Cleeves writes the story from multiple perspectives, starting with Magnus Tait. These sections, in my opinion, are some of the best. They are certainly the most upsetting. Cleeves does a fantastic job conveying Magnus’s confusion, fear, jumbled memories, and lack of understanding of what is going on around him. Her writing of him is both specific and empathetic, and these sections created both the strongest reaction and buy-in from me as I read. I also liked Perez. He is a good detective with strong instincts, and the personal conflict he was dealing with throughout the novel supported his character development without detracting from the mystery. Overall, most of the characters seemed complete, but I did feel like I was watching a lot of them from a distance, even when I was reading from their perspectives “inside” their heads. As a result, some elements of the novel felt a bit perfunctory. The stakes didn’t all feel real or seem to matter until the end, and even then, there wasn’t a visceral connection for the reader. So much of mystery writing is about conveying the very real, horrible, and human emotions and experiences around such an event as murder, and for me, the characters just felt a bit detached.
Additionally, and this is a small thing, the jumps in time felt abrupt to me. For example, people are having a conversation in a car, and one sentence later, they’ve jumped 30 minutes ahead in time and are at a party in the house. The problem for me wasn’t the jumps in time themselves but the construction of those jumps–no transition words or statements to indicate time and place had moved ahead or changed. A couple of times, I had to go back and reread to make sure I knew when and where everyone was. It bothered me because it didn’t feel like a purposeful structural choice, just jarring and disorienting.
That being said, the twist at the end was great. I totally didn’t see it coming, but it absolutely made sense when it happened. I didn’t completely buy the events that wrapped up the ending, but the twist was completely earned–the kind M. Night Shyamalan can only dream of.
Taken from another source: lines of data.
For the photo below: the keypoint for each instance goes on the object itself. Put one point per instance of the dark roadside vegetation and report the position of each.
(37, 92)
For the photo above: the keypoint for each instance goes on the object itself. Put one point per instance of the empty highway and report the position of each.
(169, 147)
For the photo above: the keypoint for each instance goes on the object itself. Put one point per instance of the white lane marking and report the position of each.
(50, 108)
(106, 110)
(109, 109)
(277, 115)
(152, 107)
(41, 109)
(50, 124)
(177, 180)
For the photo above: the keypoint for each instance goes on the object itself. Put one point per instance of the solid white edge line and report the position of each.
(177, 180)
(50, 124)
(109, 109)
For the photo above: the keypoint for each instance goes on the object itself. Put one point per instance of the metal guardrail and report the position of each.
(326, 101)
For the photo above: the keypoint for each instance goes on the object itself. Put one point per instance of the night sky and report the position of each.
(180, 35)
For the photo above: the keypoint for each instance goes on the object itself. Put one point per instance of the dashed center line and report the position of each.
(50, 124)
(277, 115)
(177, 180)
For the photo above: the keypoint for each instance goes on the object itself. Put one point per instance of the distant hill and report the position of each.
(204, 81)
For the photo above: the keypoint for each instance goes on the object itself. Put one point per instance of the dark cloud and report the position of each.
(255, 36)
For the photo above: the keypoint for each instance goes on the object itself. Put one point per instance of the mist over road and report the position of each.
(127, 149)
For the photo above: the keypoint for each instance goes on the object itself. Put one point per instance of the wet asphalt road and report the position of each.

As far as British-style mysteries go, it wasn’t my favorite, but it wasn’t the worst. It was very different from the Slow Horses series I’d been checking out, and I think generally I like this better. However, I wondered as I was reading if it might not work better on television where the visuals of the Shetlands, which are supposed to be a huge part of the atmosphere of the novel, can have a more immediate impact. I will probably read the second one in the series at some point, but like Slow Horses, the second novel needs to be a significant step up for me to continue the series after that.